Getting into a little technical detail, he described the data flows for the UC-HDC FHIR Bulk Data Service. Starting from the UCHealth clinical data warehouse, data moves through Cloud Composer and AllSpark to MENDS OMOP data mart. OMOP data is then serialized to JSON using Google Cloud Dataflow. OMOP JSON moves through Whistle Transform to FHIR NDJSON. A request to the FHIR bulk data service triggers the Cloud Dataflow and subsequent Whistle transform process.

He also spoke about how data flows for the ESPHealth Bulk Data Client. The ESP FHIR Bulk Data client is a Python app. Requested resources are: Patient, Encounter, Condition, Observation, Claim, MedicationRequest, Immunization. Authentication uses Google Heathcare API via pre-shared account key. NDJSON from the FHIR bulk data service is loaded to Postgres JSONB. A Python Django app is used to parse NDJSON resource structures to the ESP data model.
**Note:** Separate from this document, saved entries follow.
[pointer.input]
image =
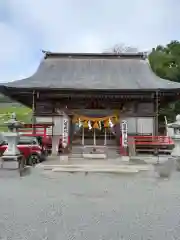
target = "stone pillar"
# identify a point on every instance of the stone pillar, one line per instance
(176, 138)
(55, 144)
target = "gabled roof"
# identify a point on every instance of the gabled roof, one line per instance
(94, 71)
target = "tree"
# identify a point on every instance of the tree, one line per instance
(165, 62)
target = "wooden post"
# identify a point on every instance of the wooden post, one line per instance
(82, 135)
(156, 152)
(33, 113)
(105, 137)
(94, 137)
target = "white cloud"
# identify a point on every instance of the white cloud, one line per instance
(80, 26)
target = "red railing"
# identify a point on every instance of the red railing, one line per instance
(38, 130)
(146, 143)
(150, 140)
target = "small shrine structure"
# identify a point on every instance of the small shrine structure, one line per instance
(86, 96)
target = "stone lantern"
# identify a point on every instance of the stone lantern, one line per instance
(12, 136)
(176, 138)
(165, 169)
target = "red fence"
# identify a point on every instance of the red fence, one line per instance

Reflecting on lessons learned so far, Zambarano said, “The bulk data and resource APIs are so well specified that the development work was pretty much the easiest part around building the client and services. The significant effort really is understanding the source and target data structures and the transformations that had to occur.”

As always in these projects, the technical folks tend to focus on the things that are technical, Zambarano said, “but the biggest barriers are always coordinating with and obtaining appropriate authorization from the different organizational entities responsible for data privacy and security.”
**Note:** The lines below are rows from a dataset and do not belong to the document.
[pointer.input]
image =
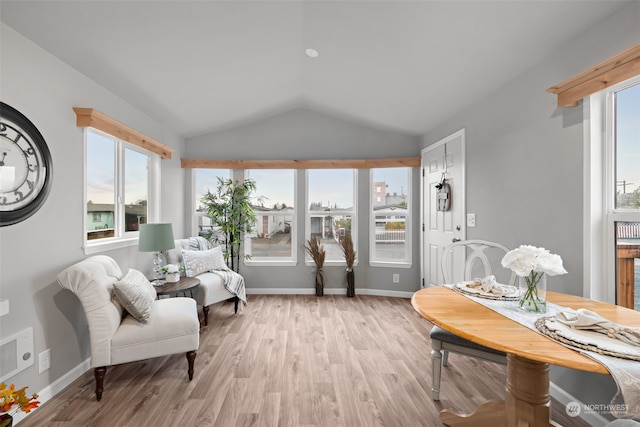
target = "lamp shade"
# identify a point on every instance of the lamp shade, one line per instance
(155, 237)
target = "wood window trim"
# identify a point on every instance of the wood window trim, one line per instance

He also stressed that these files are quite large, because they are provisioning a system that's trying to establish information about patient medical histories and chronic diseases, going back to 2017. The NDJSON file for observations is close to a terabyte in size.

“This has been a significant effort, but we feel like this is a great addition to the ESPHealth system,” Zambarano said in closing. “Subsequently, we hope to add additional partners into the system who can use this and make the process of joining the MENDS project or other ESPHealth projects more straightforward for organizations that want to join.”